Também na área da segurança, a aliança Bloco Central e CDS repetiu-se para viabilizar a proposta de lei do Governo sobre as prioridades de política criminal para 2017-2019.

No passado mês de Julho, a abstenção do PSD foi crucial para a aprovação da alteração do regime que estabelece as condições e procedimentos de entrada, permanência e saída de cidadãos estrangeiros do território português. A proposta do Governo transpõe directivas relativas à imigração e à protecção de direitos nacionais de Estados terceiros.  

Em matéria de política externa, PS, PSD e CDS mantiveram o tradicional entendimento.
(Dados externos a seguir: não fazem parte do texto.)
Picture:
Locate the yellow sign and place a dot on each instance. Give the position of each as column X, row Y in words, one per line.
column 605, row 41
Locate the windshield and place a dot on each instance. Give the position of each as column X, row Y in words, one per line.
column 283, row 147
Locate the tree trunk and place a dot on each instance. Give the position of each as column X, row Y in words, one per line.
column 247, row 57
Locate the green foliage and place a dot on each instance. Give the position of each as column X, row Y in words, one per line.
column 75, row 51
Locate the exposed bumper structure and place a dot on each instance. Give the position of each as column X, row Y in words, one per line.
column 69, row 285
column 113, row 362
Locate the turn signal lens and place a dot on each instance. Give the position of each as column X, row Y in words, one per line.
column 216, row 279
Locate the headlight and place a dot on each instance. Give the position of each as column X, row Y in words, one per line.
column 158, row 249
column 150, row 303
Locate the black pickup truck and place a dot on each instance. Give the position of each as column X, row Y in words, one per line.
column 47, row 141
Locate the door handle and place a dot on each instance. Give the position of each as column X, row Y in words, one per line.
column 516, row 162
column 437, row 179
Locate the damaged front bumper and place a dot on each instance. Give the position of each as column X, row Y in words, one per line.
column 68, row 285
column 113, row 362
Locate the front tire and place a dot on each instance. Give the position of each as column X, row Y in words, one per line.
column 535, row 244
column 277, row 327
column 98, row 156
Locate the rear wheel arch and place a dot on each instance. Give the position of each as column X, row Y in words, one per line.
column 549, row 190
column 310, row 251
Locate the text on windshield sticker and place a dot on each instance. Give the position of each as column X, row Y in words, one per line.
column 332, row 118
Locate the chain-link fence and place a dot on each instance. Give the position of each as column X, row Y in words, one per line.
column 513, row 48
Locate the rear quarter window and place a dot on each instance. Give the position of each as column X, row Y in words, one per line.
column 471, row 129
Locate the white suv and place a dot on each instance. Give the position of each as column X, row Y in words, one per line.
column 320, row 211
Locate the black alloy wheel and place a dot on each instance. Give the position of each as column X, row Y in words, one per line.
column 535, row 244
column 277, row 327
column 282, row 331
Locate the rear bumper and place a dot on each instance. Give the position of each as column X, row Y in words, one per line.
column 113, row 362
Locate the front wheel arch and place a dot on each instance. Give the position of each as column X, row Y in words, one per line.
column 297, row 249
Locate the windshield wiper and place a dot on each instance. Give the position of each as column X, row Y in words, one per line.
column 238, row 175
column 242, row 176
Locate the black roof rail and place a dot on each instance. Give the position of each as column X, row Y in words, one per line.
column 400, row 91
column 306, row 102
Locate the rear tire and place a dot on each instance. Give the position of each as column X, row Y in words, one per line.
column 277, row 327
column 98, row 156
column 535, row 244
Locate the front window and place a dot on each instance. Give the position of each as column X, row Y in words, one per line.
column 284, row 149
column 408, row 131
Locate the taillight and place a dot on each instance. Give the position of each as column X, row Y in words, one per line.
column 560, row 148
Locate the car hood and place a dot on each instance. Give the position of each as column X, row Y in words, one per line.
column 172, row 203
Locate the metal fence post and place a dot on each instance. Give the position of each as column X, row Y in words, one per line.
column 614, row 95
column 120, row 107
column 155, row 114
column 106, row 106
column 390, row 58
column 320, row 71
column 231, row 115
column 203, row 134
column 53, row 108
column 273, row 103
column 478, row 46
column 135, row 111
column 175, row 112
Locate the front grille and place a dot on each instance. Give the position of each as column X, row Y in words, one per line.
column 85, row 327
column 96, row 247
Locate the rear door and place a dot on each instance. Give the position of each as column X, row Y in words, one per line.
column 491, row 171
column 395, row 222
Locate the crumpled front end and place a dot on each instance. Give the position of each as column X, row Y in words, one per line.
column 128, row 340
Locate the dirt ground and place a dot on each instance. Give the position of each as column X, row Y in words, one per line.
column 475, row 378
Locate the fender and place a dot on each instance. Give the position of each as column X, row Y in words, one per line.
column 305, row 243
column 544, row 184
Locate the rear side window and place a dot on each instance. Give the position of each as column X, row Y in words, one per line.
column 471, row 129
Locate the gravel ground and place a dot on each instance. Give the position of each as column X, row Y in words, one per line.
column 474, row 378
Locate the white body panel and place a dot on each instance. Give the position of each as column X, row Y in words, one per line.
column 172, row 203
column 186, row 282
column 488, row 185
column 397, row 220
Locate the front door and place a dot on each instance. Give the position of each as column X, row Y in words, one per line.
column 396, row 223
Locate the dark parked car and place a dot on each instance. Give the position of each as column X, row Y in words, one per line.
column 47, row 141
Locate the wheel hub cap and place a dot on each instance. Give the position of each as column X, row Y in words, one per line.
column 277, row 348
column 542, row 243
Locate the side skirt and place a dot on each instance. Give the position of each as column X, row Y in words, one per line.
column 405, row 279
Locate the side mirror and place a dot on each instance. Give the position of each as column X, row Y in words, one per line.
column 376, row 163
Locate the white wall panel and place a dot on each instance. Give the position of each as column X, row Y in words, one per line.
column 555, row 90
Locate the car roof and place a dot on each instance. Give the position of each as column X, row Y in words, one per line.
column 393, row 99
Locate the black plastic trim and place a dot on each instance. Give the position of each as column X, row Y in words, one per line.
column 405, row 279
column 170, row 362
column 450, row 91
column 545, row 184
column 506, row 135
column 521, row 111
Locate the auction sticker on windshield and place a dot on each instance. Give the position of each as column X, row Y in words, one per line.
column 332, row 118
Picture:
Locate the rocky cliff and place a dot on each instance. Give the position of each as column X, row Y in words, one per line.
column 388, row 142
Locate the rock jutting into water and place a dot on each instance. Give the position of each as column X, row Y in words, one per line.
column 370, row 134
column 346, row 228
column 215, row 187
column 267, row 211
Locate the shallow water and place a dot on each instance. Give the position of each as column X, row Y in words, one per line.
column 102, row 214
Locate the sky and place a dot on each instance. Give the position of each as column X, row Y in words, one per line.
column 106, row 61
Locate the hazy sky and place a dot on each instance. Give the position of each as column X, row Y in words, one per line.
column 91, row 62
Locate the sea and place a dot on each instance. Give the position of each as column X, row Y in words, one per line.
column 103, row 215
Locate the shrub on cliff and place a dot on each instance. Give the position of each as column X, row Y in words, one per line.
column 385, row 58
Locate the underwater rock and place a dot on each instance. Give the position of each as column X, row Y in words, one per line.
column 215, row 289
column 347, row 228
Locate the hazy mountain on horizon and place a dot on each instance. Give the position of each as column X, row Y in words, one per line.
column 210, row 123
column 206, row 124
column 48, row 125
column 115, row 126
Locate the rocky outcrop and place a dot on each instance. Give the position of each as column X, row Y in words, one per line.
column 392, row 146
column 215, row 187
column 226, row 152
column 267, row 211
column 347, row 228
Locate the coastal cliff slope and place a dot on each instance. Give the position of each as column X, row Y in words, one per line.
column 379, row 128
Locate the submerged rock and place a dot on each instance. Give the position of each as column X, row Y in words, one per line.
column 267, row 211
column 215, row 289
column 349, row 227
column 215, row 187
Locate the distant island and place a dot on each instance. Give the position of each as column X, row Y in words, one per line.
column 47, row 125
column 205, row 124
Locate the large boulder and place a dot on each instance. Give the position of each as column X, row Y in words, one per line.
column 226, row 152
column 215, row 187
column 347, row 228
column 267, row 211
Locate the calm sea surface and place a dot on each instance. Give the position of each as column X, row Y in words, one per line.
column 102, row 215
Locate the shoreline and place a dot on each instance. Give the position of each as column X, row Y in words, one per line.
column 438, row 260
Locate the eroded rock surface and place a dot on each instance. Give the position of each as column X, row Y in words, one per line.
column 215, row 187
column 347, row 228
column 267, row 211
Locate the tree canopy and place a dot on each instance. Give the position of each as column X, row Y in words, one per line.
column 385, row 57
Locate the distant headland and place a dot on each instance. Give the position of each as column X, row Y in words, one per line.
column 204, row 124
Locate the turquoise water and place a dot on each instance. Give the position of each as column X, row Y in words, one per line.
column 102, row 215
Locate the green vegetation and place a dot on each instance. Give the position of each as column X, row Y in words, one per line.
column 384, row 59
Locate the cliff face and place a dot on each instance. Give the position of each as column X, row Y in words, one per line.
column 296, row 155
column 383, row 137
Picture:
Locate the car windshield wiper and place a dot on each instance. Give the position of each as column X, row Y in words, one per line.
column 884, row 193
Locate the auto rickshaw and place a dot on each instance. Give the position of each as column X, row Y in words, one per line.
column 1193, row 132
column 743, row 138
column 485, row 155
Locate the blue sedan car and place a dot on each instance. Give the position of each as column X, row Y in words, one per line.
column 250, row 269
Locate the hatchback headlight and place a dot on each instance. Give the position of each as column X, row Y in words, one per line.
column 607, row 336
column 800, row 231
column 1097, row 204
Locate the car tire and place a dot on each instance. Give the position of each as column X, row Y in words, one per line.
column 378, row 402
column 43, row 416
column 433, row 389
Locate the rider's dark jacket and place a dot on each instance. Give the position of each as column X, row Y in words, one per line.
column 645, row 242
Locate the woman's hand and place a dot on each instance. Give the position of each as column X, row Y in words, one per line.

Chumbaram, por exemplo, projectos do PCP e BE que rejeitavam os Acordos de Livre Comércio e Serviços (CETA) entre a União Europeia e Canadá. A crise na Venezuela, que se agudizou nos últimos meses, também tem permitido juntar na apreciação dos votos de rejeição da violência e apelo ao diálogo democrático as bancadas do PS, do PSD e do CDS.

Na primeira metade da legislatura, foi ainda marcante o caso inverso, isto é, situações em que o PSD não deu apoio a uma medida do Governo em que era pública a oposição de BE e PCP. Foi a proposta de redução da Taxa Social Única como forma de compensar o aumento do salário mínimo. Não tinha o apoio da esquerda e o PSD roeu a corda. A medida teve de ser substituída por uma redução do Pagamento Especial por Conta. “Uma solução que, tudo visto, até é francamente melhor”, concluiu o primeiro-ministro ao Expresso do passado sábado.